Sophomore year of high school is where our intrepid young hero begins (read in the voice of Brennan Lee Mulligan: DM to the stars). As anyone in a fiery hellscape would do, I explored a program that gave me a glimpse of freedom: Running Start. In this wonderful program, high school students can attend college classes either online or in person, and not only earn college credit, but can be at the high school less. Great! At first, I thought it would be amazing! I love to learn, and I love not being at the highschool. Suffice it to say, I rolled really low on my perception. But my perception got steadily higher the farther I got in the process of applying. I felt like it might be too much. That I might not be able to handle this. But everyone in my life told me, “you’ll be fine! You’re a smart girl! And your so independent!” So I continued on… feeling like something was off.
Cut to a month before Junior year starts. I feel…. Nothing. I’m bored all the time, and nothing really makes me happy. I’m so scared im going to fail college and it hasnt even started yet… To my family, I am the same. After all, I am used to faking emotions thanks to all those years of thinking panic attacks were SUPER normal right! But I began to explore what was happening. Our hero rolls her dice: 18. I realized something that made me break down in tears of shame. I realized I didnt feel love for my family. I knew I loved them, but I didnt feel anything.What was wrong with me? I tried to imagine horrible fates befalling my family to see if I could muster up some feelings then. No dice. (get it? Dice? RPG’s? Shut up this is comedy GOLD) My sister found me sobbing in the garage. Grabbing my mother, they went to see what was wrong with me. I explained how I was feeling, and even voiced my fear of being depressed. My mom wrote it off as burnout. Which to be fair, I don't blame her for. I had been acting just as I always had.
Skip ahead some more. High school is in full swing, and my college classes begin. Things feel...okay. I was taking 2 classes: General Psychology, and Introduction to Art. Psych was tough, and its reading was intense. 1 page took about 10 minutes, so 6 pages: one hour. The professor thought that because we were online, we needed to make up for being lazy and not going to a classroom. We had around…. 120 pages on a good week. Wanna do the math there? Let me break it down for you: 10 pages=1 hour, 120 pages divided by 6= hours. About. Add to that the 5 hour assignments every week, 1 hour discussion forums, and hour long tests every week. Our total for this class hours per week: 27. Now, remember, I was also taking highschool classes too, and one other class. Also remember that I was 16. With an undiagnosed anxiety disorder. All it took was a month to break me, and send me hurtling towards depression with all the force and speed of a bowling ball dropped from the top of the Empire State building.

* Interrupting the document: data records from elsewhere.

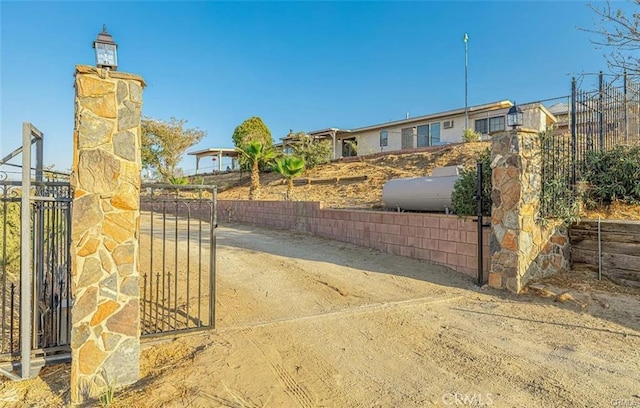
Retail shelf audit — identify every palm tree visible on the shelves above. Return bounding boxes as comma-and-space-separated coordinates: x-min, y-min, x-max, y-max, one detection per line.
236, 141, 276, 200
271, 156, 305, 200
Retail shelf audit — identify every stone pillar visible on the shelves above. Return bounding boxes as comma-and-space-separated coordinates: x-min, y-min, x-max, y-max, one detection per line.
71, 65, 145, 404
489, 129, 569, 292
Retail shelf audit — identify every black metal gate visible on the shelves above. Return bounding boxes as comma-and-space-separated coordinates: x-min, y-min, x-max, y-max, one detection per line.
541, 72, 640, 218
0, 123, 72, 379
139, 183, 216, 337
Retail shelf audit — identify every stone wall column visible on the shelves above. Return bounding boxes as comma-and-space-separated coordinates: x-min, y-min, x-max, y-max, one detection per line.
489, 129, 569, 292
71, 65, 145, 404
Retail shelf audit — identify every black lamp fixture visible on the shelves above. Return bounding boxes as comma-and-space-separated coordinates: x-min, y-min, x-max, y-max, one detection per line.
93, 24, 118, 71
507, 101, 524, 129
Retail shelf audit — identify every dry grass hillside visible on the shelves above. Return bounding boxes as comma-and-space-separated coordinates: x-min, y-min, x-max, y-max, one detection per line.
205, 142, 640, 220
212, 142, 489, 208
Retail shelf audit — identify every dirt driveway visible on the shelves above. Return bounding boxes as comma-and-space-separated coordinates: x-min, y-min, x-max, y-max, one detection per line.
0, 225, 640, 407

Thanks to my natural ability to repress my emotions and fears, my body decided to send a clear message that something was afoot! I began to get full body HIVES. We went to the doctor, and she basically went, “umm wow, that's definitely an immune system reaction…. But you aren't sick…. And you haven't been sick…. So I don't know why this is happening…” Always what you want to hear from a healthcare professional! So at this point you might ask: did any of this alert you to the fact something was off? No. At this point, I was in complete denial that anything was wrong. Surely getting up in the middle of the night to count pages and double, triple, quadruple check that I had planned every single second of my week was written on my planners pages. What did catch my attention, terrorizes me to this day.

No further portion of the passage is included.